A spike of ice, thick as a man's wrist and sharp as a honed dagger, erupted from the frozen earth directly beneath Yao Jun's injured foot. It punched through the bandages, through leather, through flesh and bone, pinning him to the ground like a butterfly on a specimen card. Agony, white-hot and blinding, lanced up his leg, eclipsing every other ache.
Liu Qian'er wrenched herself back, tearing her lips from his. Her face was a mask of fury, her pale cheeks flushed a furious crimson that clashed violently with the frost still clinging to her hair. "IDIOT!" she spat, the word sharp enough to cut glass. Her eyes blazed with a mix of anger, humiliation, and sheer, flustered panic. "You think this is some… some poetry scroll? Control your flame, not your… your juvenile impulses!" She spun on her heel, robes flaring like an enraged swan's wings, and stalked away into the thickening mist, leaving Yao Jun pinned, bleeding, and utterly bewildered in the silent glade.
The Void Flame pulsed once in his chest – a low, distinct, and undeniably amused thrum.
Night had fallen by the time Yao Jun limped his way back to the Whispering Willow Courtyard, leaning heavily on a makeshift crutch Tang Huai had somehow procured. Every step sent fresh waves of agony from his savaged foot, a brutal counterpoint to the throbbing ache in his ribs and the chaotic whirlpool of his thoughts. The kiss. The ice spike. Jiang Shuilan's chilling offer and her theft of Master's ashes. The Jin Clan's bloody message. Liu Qian'er's fury and the impossible glimpse of understanding beneath it. The Void Flame's unsettling sentience.
He pushed open the door to find Bao Siwen snoring like a rockslide, Tang Huai muttering equations over scrolls bathed in the soft glow of a floating light orb, and Lady Cluckles roosting regally atop his pillow, eyeing him with avian disdain. His gaze swept the room – the vandalism still evident, the air still faintly sour – and landed on his own bed.
A single object rested on the thin blanket.
It was a Lotus of the Abyss, but not spectral light. This was carved from polished, midnight-black jade, unnervingly perfect. It radiated a deep, unnatural cold that seemed to leach the warmth from the air around it. Nestled within its heart, catching the dim light of Tang Huai's orb, a single, familiar speck of grey ash glimmered. Master.

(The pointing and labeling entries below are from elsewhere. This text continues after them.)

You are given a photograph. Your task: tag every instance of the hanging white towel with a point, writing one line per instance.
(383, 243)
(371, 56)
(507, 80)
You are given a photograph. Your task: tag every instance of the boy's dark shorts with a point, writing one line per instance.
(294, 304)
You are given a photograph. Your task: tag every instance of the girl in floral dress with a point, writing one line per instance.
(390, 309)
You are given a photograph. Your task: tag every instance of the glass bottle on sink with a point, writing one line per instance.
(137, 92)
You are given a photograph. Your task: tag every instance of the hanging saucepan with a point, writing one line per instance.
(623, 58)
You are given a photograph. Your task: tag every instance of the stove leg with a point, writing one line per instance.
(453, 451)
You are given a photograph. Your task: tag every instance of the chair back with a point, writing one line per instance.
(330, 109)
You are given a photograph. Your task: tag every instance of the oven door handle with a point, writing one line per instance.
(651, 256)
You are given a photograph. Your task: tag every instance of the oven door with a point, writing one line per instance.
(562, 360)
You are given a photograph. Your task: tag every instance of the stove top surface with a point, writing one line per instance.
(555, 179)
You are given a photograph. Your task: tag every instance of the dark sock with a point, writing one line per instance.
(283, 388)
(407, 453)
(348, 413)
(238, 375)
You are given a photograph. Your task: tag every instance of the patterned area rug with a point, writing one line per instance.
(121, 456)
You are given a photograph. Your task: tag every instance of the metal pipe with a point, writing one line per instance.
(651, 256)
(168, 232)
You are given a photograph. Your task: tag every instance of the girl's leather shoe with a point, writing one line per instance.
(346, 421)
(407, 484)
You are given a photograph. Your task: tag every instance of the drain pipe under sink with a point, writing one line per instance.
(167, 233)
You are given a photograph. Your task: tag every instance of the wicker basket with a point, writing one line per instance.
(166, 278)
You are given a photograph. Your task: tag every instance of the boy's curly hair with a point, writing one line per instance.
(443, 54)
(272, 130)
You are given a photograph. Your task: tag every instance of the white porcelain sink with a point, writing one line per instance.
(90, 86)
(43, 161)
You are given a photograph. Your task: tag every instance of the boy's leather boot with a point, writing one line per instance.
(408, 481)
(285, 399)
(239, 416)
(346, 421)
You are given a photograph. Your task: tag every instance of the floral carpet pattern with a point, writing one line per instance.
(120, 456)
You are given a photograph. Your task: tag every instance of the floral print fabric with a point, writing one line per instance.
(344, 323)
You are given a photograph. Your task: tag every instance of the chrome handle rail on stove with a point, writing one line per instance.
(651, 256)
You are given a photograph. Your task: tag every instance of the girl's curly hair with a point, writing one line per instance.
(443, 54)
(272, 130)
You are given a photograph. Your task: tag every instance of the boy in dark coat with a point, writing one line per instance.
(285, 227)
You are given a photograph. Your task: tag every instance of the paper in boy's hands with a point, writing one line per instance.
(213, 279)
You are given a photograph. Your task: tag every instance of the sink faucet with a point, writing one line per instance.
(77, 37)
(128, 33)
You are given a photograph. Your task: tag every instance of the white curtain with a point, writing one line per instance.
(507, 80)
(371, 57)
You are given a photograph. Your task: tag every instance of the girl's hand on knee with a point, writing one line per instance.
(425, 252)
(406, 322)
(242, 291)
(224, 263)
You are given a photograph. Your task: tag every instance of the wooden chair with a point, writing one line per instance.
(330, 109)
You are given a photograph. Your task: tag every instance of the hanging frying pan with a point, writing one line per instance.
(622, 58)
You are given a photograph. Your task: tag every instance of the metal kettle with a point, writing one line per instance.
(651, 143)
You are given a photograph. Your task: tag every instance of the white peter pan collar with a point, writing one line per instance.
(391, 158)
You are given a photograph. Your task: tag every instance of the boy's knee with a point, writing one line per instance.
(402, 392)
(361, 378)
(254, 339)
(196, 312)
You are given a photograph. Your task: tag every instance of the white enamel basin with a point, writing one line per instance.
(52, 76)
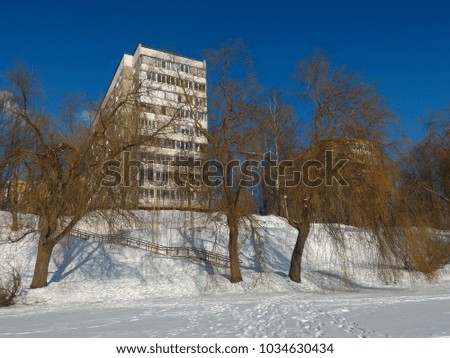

Beneath the chilling lotus lay a slip of fine rice paper. Yao Jun picked it up with trembling fingers.
"The Iron Peaks whisper. The Jin listen. Bring me a petal before the moon withers to darkness.
P.S. Your Frost Moon certainly has... spirit. Cute."
—J.
Outside, the wind sighed through the ancient willows, a mournful sound that carried the sharp, metallic tang of approaching snow… and beneath it, faint but unmistakable, the deep, subterranean crack of stone splitting far beneath the mountains.
The Verdant Peak Jin Clan hadn't forgotten.
Jiang Shuilan's game was in motion.
And Liu Qian'er's ice still burned, a phantom brand in his memory and a literal spike through his foot.
Yao Jun clutched the jade lotus, its cold seeping into his bones. The Void Flame coiled in his chest, a silent, watchful serpent.
Control, she'd said.
It would have to start tomorrow.
Tonight, the only thing he could command was the effort not to scream from the throbbing, ice-bright agony in his foot.